TL;DR: zk-rollups are theoretically solid, but practically error-prone. Because the implementation is quite complex. To hedge the bugs in ZK verifier, a hardware solution, Trusted Execution Environment (TEE), can be used as an 2-factor verifier to offer double security to zk-rollups.
In this proposal, we are going to talk about a design of TEE-based multi-proof system for Polygon zkEVM.
Problem
The problem is well framed in the original post 2FA zk-rollups using SGX. Here we just summarize the key points below:
- Single-proof zk-rollups is error prone in engineering implementation
- There are bugs in rollup verifiers (circuits and ZK verifiers):
- Research: What don’t we know? Understanding Security Vulnerabilities in SNARKs
- It’s hard to detect bugs in verifier
- A vulnerability may put all the assets in the L2 in risk
- So we should introduce multi-proof to remove the single-point-of-failure in ZK verifier
Solution
Ideally, we can have diversified ZK provers and verifiers to generate multi-proof. However, it takes time to build such system, and increase the costs to operate the system. We propose a pragmatic solution, a TEE-based multi-prover for Polygon zkEVM.
The solution is based on the original post 2FA zk-rollups using SGX. Again, here we just summarize the key points below:
- Trusted Execution Environment (TEE)
- A back-box built in some special CPUs. It can execute some code inside, and ensure the memory and the states are temper-proof and confidentiality-preserving. It acts as a blackbox, so that nobody including the hardware owner, can manipulate the execution or steal data from it.
- Intel SGX is the most popular TEE implementation. It can generate “remote attestation”, a report signed by the hardware, to prove that a certain program is running inside a genuine TEE.

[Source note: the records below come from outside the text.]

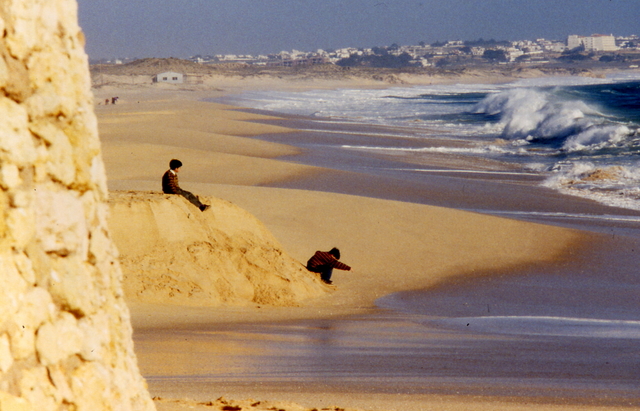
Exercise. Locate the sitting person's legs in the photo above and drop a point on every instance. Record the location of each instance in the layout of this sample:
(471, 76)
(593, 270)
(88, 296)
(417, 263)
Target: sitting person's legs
(193, 199)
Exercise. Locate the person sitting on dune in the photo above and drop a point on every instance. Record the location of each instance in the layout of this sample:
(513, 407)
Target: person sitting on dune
(323, 263)
(170, 185)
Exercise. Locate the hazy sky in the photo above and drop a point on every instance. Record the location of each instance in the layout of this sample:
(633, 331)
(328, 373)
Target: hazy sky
(183, 28)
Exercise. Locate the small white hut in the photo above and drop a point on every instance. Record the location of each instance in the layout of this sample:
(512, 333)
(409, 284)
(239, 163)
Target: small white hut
(169, 77)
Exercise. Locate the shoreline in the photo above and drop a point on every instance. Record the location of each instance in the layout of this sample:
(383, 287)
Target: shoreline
(230, 153)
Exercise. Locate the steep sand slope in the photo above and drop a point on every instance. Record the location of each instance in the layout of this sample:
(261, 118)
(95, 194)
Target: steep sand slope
(172, 253)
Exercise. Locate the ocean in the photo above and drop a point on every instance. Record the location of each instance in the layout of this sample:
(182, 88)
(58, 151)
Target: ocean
(567, 330)
(582, 135)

- We can build a proving system using TEE
- First, the prover generates a key pair
(pk, sk)
inside the TEE - Then register the TEE prover with a proper remote attestation and store the public key
pk
on L1 - The prover produces the state transition proof
- Prover to commit to
(pre_state_root, post_state_root, block_root)
- Prover to sign the commitment with the key pair
- Verifier contract to check the ecdsa signature of the commitment with the
pk
- Prover to commit to
- First, the prover generates a key pair
- Nice properties:
- Safe
- The TEE prover is purely an addition to ZKP
- In the worse case, it fallbacks to the zk-rollup security.
- Unstoppable
- We can run N provers and require 1-of-N approval on L1
- This can be achieved by giving some incentive to TEE provers
- Low cost
- Very little gas consumption: just an ECDSA verification
- Minimal change to L1 contracts
- Prover is simple: just a EVM simulation in TEE
- Safe
To implement it, we will need to implement: (1) prover registration, (2) redundancy of the provers, and (3) the prover logic.
Register Prover
Provers should be registered on L1 before they can verify TEE proofs. Once the prover is deployed to Intel SGX, it can produce a Remote Attestation Report. The report can be verified to ensure: (1) the prover is running the correct code inside Intel SGX, and (2) a key pair (pk, sk)
was generated by the correct code.
It’s tricky to verify the report in EVM. Because the report is large (around 20kb), and the verification involves JSON parsing and unsupported cryptographic (secp256r1, sha256, etc). To solve that problem, we propose to build the report verifier in ZK.
Our reference implementation in Risc0:
https://github.com/jasl/zk_dcap_verifier_poc
High Availability
As suggested, the multi-proof system should allow many (e.g. 100+) TEE provers to be registered. Assuming no vulnerability in TEE provers, we just need 1-of-N approval to accept the TEE block proof.
In case there’s a TEE vulnerability, the system automatically fallbacks to the zk-rollup security. And in such case, it’s suggested to stop the TEE verifier by on-chain governance.
We need enough TEE provers to ensure high availability. So the L2 should give some basic incentive to the TEE provers. The provers can have multiple implementations and run on decentralized TEE networks (e.g. Phala Network, currently there are ~35k SGX workers available on Phala Network).
Prover Implementation
Since the prover doesn’t need to generate the real ZK proof. We can run the Polygon zkEVM prover in the mock mode inside TEE. It will sync the blockchain from L1 (or DA), rebuild the L2 database, and reproduce the state root for each L2 block. We can easily produce block proofs by signing the every newly calculated state root with sk
. It’s proven by Flashbots team that running a Ethereum node in Intel SGX is possible.
It’s also possible to move the L2 database out from SGX to minimize the memory footprint of the prover. We can read the state database from a public RPC node on-demand when executing a L2 block. The states kv pairs come with the merkle proof committed to the old state root. So all the state reads can be verified.
Other benefits
- Fast Finality
- ZK prover and TEE prover can accept proof in parallel. Usually TEE proof can arrive first because it has less overlead.
- Users can decide the criteria to consider a block “finalized” based on their demand
- Non critical use cases: faster TEE finality
- Critical use cases: more secure TEE + ZK multi-proof finality
- Flexible ZKP + TEE combination
- For security: 100% blocks has ZK + TEE proof
- Trade-off for cost: x% ZKP (e.g. Taiko zk-rollups has 99% TEE only, and 1% ZK + TEE proof)